介護職に就いた人のなかには、たとえ未経験からのスタートであっても、介護そのものにやりがいを感じ、「人の役に立ちたい」という熱い想いを持って飛び込んでくる方が少なくありません。
排泄介助も、食事介助も、「最初は不安だったけど、やってみたら意外と大丈夫でした」と前向きに取り組む人たち。

それなのに、半年後、1年後には、職場を去ってしまう。
「なぜ?」という問いに対して、本人も答えを持てずにいることが多いのです。


離職理由は「きついから」だけではない


厚生労働省の調査によれば、介護職の離職理由としてよく挙げられるのは、「人手不足による業務の負担」「給与水準への不満」「人間関係の悩み」などです。これらは確かに実態として存在し、現場で日々奮闘している介護職の方々にとっては深刻な課題です。

しかし、それだけでは説明のつかない離職も、実はたくさんあるのです。

私は、介護現場で働いた経験と、法人本部で人材育成や運営にも携わった経験を通じて、ある共通点に気づきました。

それは、「辞めてしまう人の多くは、介護そのものに絶望したのではない」ということです。


介護が「嫌い」なのではない


むしろ、介護職を離れる人の中には、介護に対して愛情を持っていた人が少なくありません。利用者さんとのふれあいや、ご家族からの「ありがとう」の言葉に喜びを感じ、自分の仕事にやりがいを見出していた。

それなのに、なぜ離職してしまうのか。

その答えは、「周囲とのギャップ」にあるのです。


志のある人が孤立してしまう現実

画像
誰にも頼れず、ひとりで抱え込む日々


介護業界にはさまざまな人が集まってきます。未経験の人、子育てがひと段落して復職した人、介護の資格を持っている人、事情があって働き口を探している人……。

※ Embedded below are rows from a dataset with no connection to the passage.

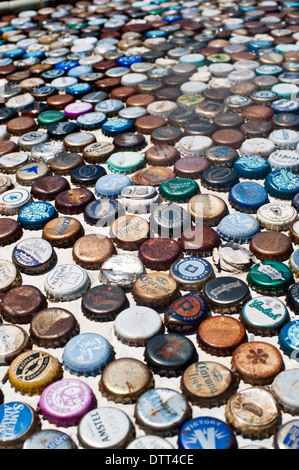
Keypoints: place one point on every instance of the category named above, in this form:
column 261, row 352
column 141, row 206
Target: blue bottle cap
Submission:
column 87, row 354
column 110, row 186
column 248, row 196
column 91, row 121
column 127, row 61
column 67, row 65
column 206, row 432
column 78, row 89
column 282, row 184
column 289, row 339
column 117, row 126
column 35, row 215
column 252, row 167
column 238, row 227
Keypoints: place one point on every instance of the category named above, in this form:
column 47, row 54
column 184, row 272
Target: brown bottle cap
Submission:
column 199, row 241
column 129, row 231
column 190, row 167
column 271, row 245
column 59, row 102
column 63, row 231
column 155, row 289
column 65, row 163
column 20, row 126
column 162, row 155
column 152, row 176
column 208, row 384
column 159, row 253
column 47, row 188
column 53, row 327
column 208, row 208
column 220, row 335
column 90, row 251
column 20, row 304
column 125, row 379
column 73, row 201
column 257, row 362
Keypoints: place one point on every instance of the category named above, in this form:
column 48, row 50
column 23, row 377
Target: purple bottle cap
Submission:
column 74, row 110
column 66, row 401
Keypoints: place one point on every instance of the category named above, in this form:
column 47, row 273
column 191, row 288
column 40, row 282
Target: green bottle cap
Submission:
column 270, row 277
column 125, row 162
column 47, row 118
column 178, row 189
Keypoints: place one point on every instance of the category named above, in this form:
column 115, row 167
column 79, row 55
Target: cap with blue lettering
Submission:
column 35, row 215
column 110, row 186
column 87, row 354
column 238, row 227
column 252, row 167
column 282, row 184
column 289, row 339
column 206, row 432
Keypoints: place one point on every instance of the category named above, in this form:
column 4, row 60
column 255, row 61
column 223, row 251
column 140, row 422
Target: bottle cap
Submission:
column 32, row 371
column 284, row 389
column 288, row 339
column 169, row 355
column 151, row 417
column 253, row 413
column 124, row 380
column 220, row 335
column 53, row 327
column 192, row 434
column 103, row 303
column 98, row 352
column 121, row 270
column 264, row 315
column 48, row 187
column 56, row 407
column 57, row 288
column 137, row 325
column 116, row 429
column 49, row 439
column 33, row 255
column 252, row 167
column 248, row 196
column 73, row 201
column 270, row 277
column 18, row 420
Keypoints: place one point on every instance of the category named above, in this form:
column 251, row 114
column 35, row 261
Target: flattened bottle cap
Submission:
column 238, row 227
column 288, row 339
column 49, row 439
column 33, row 255
column 137, row 325
column 193, row 433
column 103, row 303
column 66, row 282
column 13, row 341
column 48, row 187
column 124, row 380
column 56, row 407
column 284, row 389
column 253, row 412
column 18, row 420
column 257, row 362
column 117, row 426
column 220, row 335
column 150, row 414
column 53, row 327
column 98, row 352
column 264, row 315
column 20, row 304
column 32, row 371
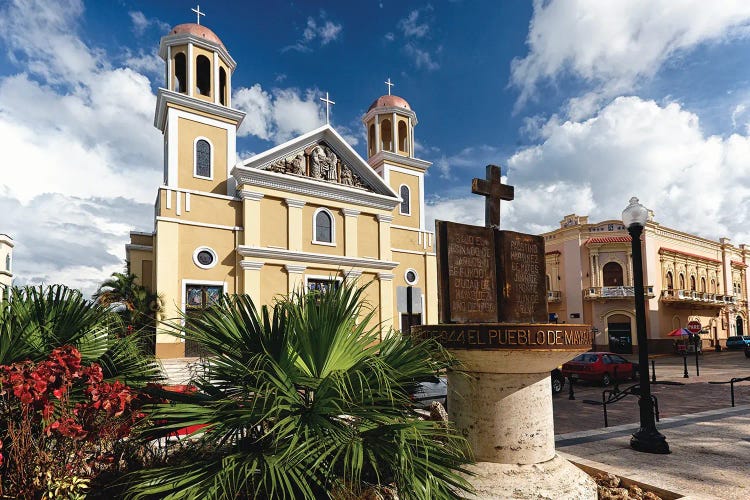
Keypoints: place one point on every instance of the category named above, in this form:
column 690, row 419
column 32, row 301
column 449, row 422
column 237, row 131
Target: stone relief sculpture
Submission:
column 324, row 165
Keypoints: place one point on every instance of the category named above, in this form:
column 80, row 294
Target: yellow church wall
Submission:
column 273, row 223
column 308, row 230
column 273, row 283
column 367, row 236
column 220, row 241
column 188, row 131
column 412, row 181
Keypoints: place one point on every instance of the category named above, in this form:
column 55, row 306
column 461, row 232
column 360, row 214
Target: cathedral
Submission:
column 304, row 215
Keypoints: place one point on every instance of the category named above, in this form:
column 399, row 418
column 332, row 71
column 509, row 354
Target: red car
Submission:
column 600, row 367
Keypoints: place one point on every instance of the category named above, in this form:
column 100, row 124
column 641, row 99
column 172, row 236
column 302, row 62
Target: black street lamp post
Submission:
column 647, row 438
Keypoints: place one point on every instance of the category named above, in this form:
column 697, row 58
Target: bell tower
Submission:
column 389, row 123
column 194, row 110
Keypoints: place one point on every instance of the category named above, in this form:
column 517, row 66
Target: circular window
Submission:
column 411, row 277
column 204, row 257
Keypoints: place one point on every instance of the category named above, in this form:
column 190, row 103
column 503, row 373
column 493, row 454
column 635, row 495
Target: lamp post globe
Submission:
column 646, row 438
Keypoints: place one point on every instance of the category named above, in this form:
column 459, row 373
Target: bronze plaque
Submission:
column 509, row 336
column 467, row 280
column 521, row 275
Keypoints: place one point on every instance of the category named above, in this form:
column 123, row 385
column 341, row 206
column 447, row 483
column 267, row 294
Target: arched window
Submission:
column 203, row 159
column 612, row 274
column 180, row 73
column 203, row 80
column 222, row 87
column 325, row 230
column 402, row 137
column 371, row 139
column 386, row 135
column 405, row 208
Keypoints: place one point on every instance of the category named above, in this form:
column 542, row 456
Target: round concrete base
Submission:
column 556, row 479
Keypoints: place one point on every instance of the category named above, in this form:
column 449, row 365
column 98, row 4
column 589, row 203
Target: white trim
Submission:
column 251, row 265
column 401, row 204
column 315, row 240
column 292, row 203
column 250, row 195
column 186, row 282
column 166, row 96
column 199, row 224
column 308, row 277
column 295, row 269
column 144, row 248
column 413, row 252
column 406, row 273
column 211, row 159
column 205, row 249
column 314, row 258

そんな多様な人材が混在する職場で、志高く入職した人ほど、違和感を覚えることがあります。

「もっと丁寧に接したいのに、現場の空気は流れ作業のように感じる」
「もっと成長したいのに、周囲は現状維持で満足している」
「もっと相談したいのに、話し相手がいない」

そうした孤独感が、少しずつ心をむしばんでいきます。


気づかぬうちに「夢」を失っていく


周囲に流され、自分の理想が「浮いている」ように感じると、人は次第に口を閉ざし始めます。
「どうせ言っても変わらない」
「目立たないようにしよう」
「他の人もこんな感じだし……」

やがて、初めに持っていた情熱や想いは影を潜め、自分でもその火が消えていったことに気づかないまま、日々をただ「こなす」ようになります。
そうして「何か違う」と感じて、転職を考え始めるのです。


環境を変えればうまくいく?


一度辞めて、次の職場へ。新しい環境に期待を込めて「今度こそ」と臨みます。
実際、新しい職場では、少しだけ風通しがよかったり、自分の意見が通りやすかったり、最初は「変わった」と感じることができるかもしれません。

しかし、時間が経つと、また同じ悩みに直面します。
・現場に学び続ける姿勢がない
・キャリアの話をできる人がいない
・評価が不透明でモチベーションが保てない

そんな日々の中で、再び「ここも違うのか」と感じてしまう。

そして転職を繰り返すうちに、職歴が多くなり、年齢も重ね、やがて「希望の条件では採用されない」という現実に直面します。


本当は、「人」とのつながりが必要だった


介護の仕事は、チームで成り立っています。そして、心を使う仕事です。だからこそ、自分の想いや悩みを安心して話せる「誰か」が必要です。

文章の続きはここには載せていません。